Genetics alone don’t tell the whole story. Living conditions matter enormously. Overcrowding makes strep throat spread faster and recur more often. Limited access to healthcare means infections go untreated. Low income, rural living, and lack of education about symptoms all contribute to delayed treatment. This is why rheumatic heart disease has largely disappeared from wealthy countries but remains a major killer in sub-Saharan Africa, South Asia, the Middle East, and Pacific Island nations. It also persists among Indigenous populations in wealthier countries, where healthcare access gaps mirror conditions in lower-income settings.
Single Episode vs. Repeated Damage
Rheumatic heart disease can result from a single severe episode of rheumatic fever, but it more commonly develops after multiple episodes. Each time strep throat recurs and triggers another round of rheumatic fever, the immune system attacks the heart valves again. Scar tissue builds on scar tissue. Valves that leaked slightly after the first episode may narrow significantly after the second or third. This is why people who have had one episode of rheumatic fever face a critical window of ongoing risk. Without preventive measures, the odds of another strep infection triggering another immune attack remain high, especially in environments where strep circulates freely.

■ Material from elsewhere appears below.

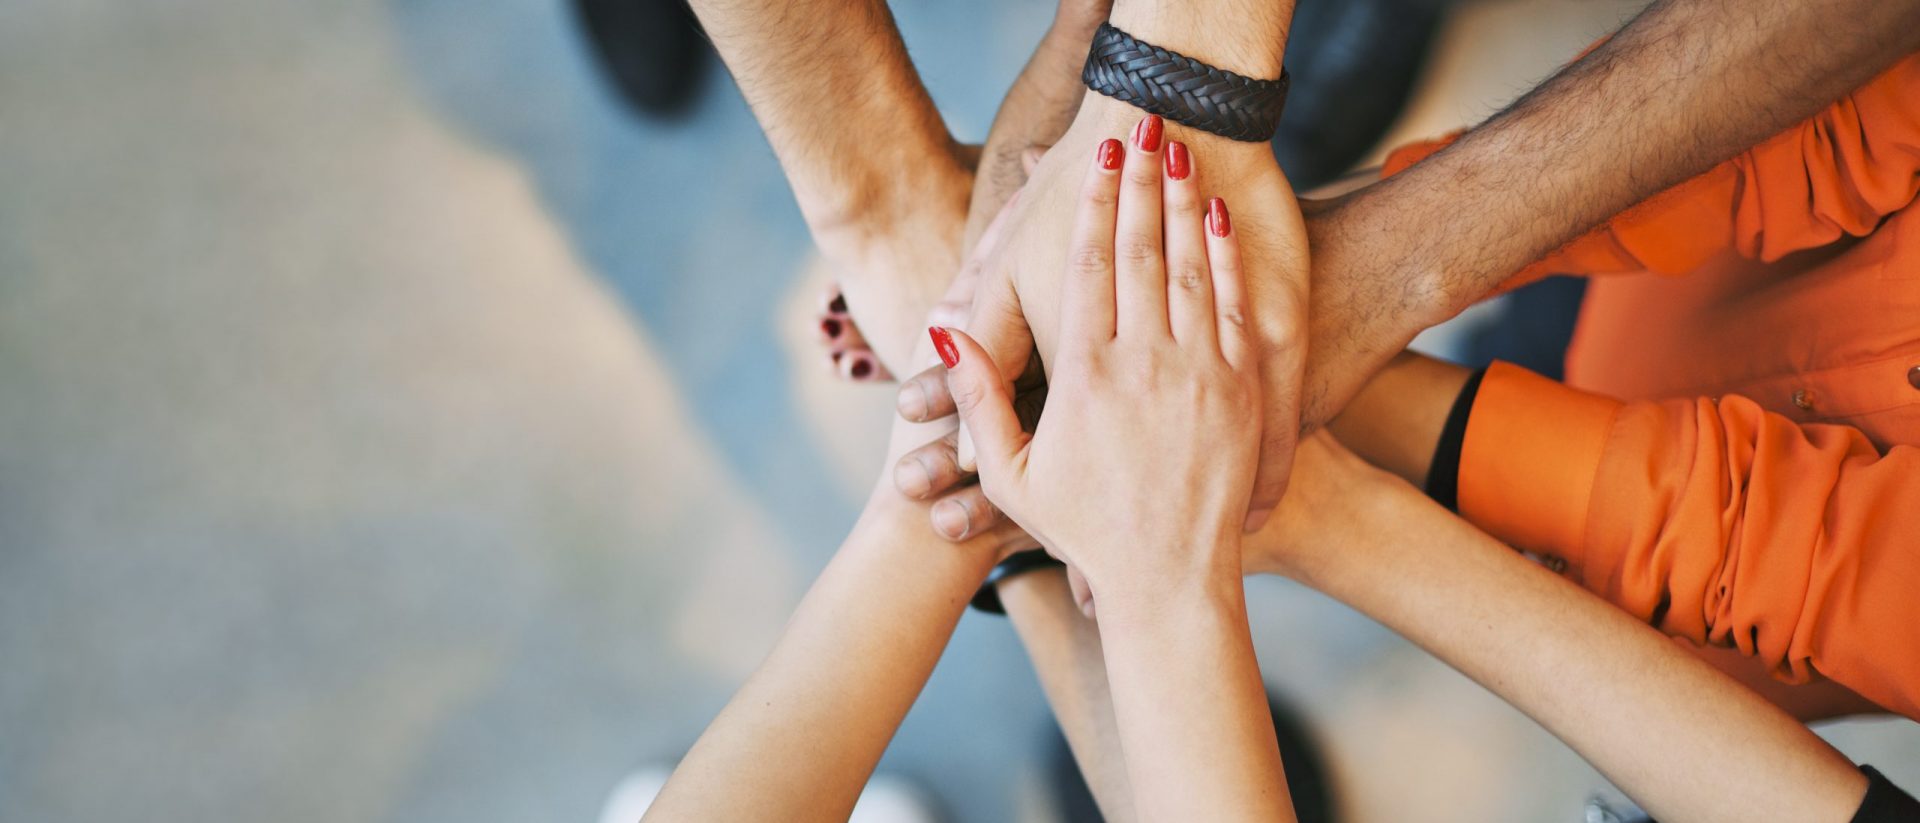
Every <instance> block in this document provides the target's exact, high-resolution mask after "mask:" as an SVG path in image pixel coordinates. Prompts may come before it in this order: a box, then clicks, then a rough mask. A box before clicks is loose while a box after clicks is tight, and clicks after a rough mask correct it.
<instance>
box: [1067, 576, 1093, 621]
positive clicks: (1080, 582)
mask: <svg viewBox="0 0 1920 823" xmlns="http://www.w3.org/2000/svg"><path fill="white" fill-rule="evenodd" d="M1068 589H1069V591H1073V604H1075V606H1079V610H1081V614H1085V616H1089V618H1092V616H1094V614H1092V587H1091V585H1087V576H1085V574H1079V566H1068Z"/></svg>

How Prevention Breaks the Chain
Because the entire disease process depends on that initial strep throat going untreated, the most effective form of prevention is straightforward: treating strep throat with antibiotics before the immune system has time to develop a cross-reactive response. A standard course of penicillin or amoxicillin, started within the first week or so of symptoms, can prevent rheumatic fever from ever developing.
For people who have already had rheumatic fever, the priority shifts to preventing future strep infections from triggering additional heart damage. Since 1955, the standard approach has been regular penicillin injections given every four weeks, often continued for years or even decades depending on the severity of heart involvement. This ongoing prevention strategy is one of the most effective interventions in global health, yet its reach remains limited in the regions that need it most. Newer research is exploring longer-acting formulations that could be given every three months instead of monthly, which could improve access in remote areas where regular clinic visits are difficult.
The fundamental challenge of rheumatic heart disease is not medical complexity. The bacteria that start the process are common and treatable. The real barrier is ensuring that every child with a sore throat in a high-risk community gets a simple course of antibiotics before an avoidable autoimmune cascade permanently reshapes their heart.